I've tried mating, align, and tangent but nothing thus far as achieved the desired result.

Any tips?

Thanks,
Richard
 
OK, for NX 2.0 you can't actually Mate a Sphere to be tangent to the Conical face of the countersunk hole. The best that you can do is to create some addition Datums (Planes and Axis) and use these to perform the mate to. To see what I mean look at the attached NX 2.0 example (I'm having a problem with a slow up-load time so I'm going to have to load the assembly and the parts one at a time).

John R. Baker, P.E.
Product 'Evangelist'
Product Design Solutions
Siemens PLM Software Inc.
Industry Sector
Cypress, CA

To an Engineer, the glass is twice as big as it needs to be.
 
Thanks!

For some reason when I used 'Mate' the sphere shot through the plane even after I backed it off away from the plane but I tried using 'Tangent' instead and it worked fine.

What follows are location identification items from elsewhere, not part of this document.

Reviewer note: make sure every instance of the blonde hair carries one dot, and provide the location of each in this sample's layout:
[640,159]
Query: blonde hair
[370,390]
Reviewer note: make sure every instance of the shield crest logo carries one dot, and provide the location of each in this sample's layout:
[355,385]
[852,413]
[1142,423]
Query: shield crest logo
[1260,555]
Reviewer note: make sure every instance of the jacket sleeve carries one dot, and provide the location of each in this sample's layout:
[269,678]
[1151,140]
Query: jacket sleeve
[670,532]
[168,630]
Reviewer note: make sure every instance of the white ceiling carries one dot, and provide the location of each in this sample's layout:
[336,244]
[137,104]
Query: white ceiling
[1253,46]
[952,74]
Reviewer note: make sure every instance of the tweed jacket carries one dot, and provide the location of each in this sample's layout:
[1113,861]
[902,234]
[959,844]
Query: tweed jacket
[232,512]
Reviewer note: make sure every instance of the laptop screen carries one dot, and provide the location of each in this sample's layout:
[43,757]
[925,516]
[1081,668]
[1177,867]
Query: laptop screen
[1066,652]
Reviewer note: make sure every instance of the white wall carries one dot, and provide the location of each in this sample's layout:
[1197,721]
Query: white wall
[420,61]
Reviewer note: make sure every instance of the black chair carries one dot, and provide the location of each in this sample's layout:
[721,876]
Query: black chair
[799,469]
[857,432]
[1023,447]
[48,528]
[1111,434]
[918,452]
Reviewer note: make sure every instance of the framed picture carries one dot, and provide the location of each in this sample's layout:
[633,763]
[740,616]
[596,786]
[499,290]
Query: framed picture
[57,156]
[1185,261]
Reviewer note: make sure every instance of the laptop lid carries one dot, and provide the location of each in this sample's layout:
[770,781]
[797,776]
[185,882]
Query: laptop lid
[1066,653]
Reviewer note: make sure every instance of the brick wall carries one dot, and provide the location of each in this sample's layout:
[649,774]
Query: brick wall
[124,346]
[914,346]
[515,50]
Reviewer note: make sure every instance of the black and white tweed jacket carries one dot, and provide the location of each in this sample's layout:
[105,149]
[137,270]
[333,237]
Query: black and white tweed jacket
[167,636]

I don't know why it would matter but I actually have a cylinder with a spherical end but it seemed like it was trying to mate it tangent to the back side of the "sphere" but in my case the back side doesn't exist... Oh well.

Richard
 
With the old Mating Conditions, you can't use 'Mate' to place a curved surface tangent to some other face. That's what 'Tangent' is for. Of course, once you move to Assembly Constraints, you'll note that both 'Mate' and 'Tangent' have been replaced with a single constraint called 'Touch', which works with any shape.

John R. Baker, P.E.
Product 'Evangelist'
Product Design Solutions
Siemens PLM Software Inc.
Industry Sector
Cypress, CA

To an Engineer, the glass is twice as big as it needs to be.